Parece que muchos de los candidatos en las elecciones se centran en el mismo poder militar y han olvidado ofrecer al público algo fundamental: esperanza.

En cambio, oímos una y otra vez hablar de más guerras, más operaciones, el derrocamiento de regímenes y la presentación de casi cualquier amenaza como una amenaza existencial que exige el uso de la fuerza. Es evidente que Israel seguirá teniendo enemigos y amenazas, y es evidente que necesita un ejército fuerte y la voluntad de usarlo. Pero esto no significa que la solución a cada problema sea otra campaña militar, sobre todo cuando la guerra se convierte también en un medio para que los políticos demuestren al público su supuesta «fuerza».

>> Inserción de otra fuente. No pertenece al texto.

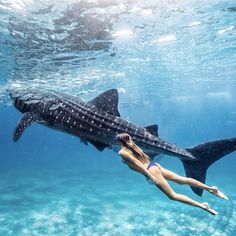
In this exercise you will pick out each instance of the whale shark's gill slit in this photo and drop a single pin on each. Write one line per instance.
(27, 119)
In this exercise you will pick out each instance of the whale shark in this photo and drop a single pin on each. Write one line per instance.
(98, 122)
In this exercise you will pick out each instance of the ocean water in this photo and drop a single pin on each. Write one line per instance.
(173, 63)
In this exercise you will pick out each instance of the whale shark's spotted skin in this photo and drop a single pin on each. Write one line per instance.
(98, 122)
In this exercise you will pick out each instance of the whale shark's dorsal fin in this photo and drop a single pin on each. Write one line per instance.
(107, 102)
(27, 119)
(153, 129)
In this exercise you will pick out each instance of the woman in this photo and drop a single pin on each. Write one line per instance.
(137, 160)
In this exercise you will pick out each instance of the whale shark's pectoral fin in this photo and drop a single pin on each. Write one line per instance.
(107, 102)
(153, 129)
(27, 119)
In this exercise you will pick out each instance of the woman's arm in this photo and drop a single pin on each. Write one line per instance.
(136, 164)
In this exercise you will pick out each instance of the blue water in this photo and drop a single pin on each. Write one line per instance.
(173, 63)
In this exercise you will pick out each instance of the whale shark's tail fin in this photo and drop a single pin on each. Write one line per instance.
(206, 154)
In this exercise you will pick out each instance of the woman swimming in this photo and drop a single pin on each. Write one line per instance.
(138, 161)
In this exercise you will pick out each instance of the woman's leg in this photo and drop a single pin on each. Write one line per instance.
(167, 174)
(165, 188)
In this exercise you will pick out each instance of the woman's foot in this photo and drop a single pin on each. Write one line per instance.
(206, 207)
(218, 193)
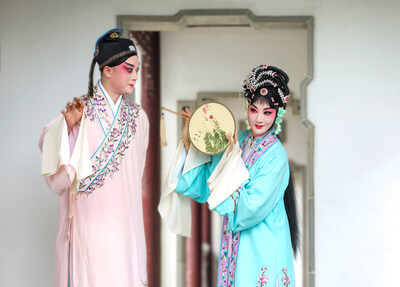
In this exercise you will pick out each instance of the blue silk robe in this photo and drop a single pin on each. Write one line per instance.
(255, 248)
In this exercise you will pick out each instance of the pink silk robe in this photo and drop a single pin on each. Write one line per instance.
(105, 231)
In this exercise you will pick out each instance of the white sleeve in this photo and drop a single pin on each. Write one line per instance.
(228, 175)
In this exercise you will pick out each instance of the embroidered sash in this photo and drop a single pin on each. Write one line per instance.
(230, 239)
(108, 156)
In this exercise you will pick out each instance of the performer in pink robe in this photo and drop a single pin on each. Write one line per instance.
(100, 240)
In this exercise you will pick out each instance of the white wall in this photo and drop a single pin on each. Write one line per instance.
(354, 99)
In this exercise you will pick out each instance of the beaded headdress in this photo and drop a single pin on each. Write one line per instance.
(271, 83)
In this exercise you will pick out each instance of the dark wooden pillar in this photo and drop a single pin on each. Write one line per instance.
(149, 45)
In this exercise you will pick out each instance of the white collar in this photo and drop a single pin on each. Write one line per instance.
(114, 107)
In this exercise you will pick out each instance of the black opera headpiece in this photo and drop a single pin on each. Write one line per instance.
(111, 50)
(269, 82)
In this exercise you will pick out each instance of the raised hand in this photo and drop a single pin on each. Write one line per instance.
(73, 112)
(232, 141)
(185, 130)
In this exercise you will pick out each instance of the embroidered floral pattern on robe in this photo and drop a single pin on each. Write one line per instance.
(263, 278)
(96, 106)
(230, 239)
(107, 159)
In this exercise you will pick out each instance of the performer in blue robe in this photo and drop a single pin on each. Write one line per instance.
(258, 237)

En todo caso, la interminable campaña desde el 7 de octubre ha demostrado los límites de este concepto. No existe una solución exclusivamente militar para los problemas fundamentales del Estado de Israel. Es posible destruir infraestructuras, eliminar comandantes, infligir graves daños al enemigo y lograr impresionantes éxitos operacionales, pero los logros militares no se convierten automáticamente en logros estratégicos. Sin un propósito político y sin una acción que traduzca el poder militar en una mejor realidad política, incluso el éxito en el campo de batalla corre el riesgo de ser en vano.

Esta es quizás la lección más importante de la campaña contra Irán: la capacidad de infligir un daño enorme a un enemigo no es lo mismo que la capacidad de influir en el futuro. Esta guerra fallida ilustró una verdad que Israel se niega a aceptar: el uso de la fuerza no es un logro en sí mismo. Si al final de la tormenta uno se encuentra en una realidad estratégica más grave que la que tenía antes de usar la fuerza, entonces es difícil afirmar que se ha ganado.

Ciertamente, hay momentos en que un país no tiene más remedio que usar la fuerza militar. El 7 de octubre fue uno de esos momentos. La cuestión no es si Israel debería poder luchar, sino qué hace con su fuerza y ​​qué realidad busca lograr con ella.

Y aquí reside el fracaso más profundo. Israel sabe cómo iniciar acciones militares. Ataca, frustra, aniquila y lanza operaciones. Pero ¿cuándo fue la última vez que Israel inició una acción política significativa? ¿Cuándo puso sobre la mesa su propia visión regional en lugar de responder a las iniciativas de otros o asumir que la fuerza militar por sí sola resolverá la realidad?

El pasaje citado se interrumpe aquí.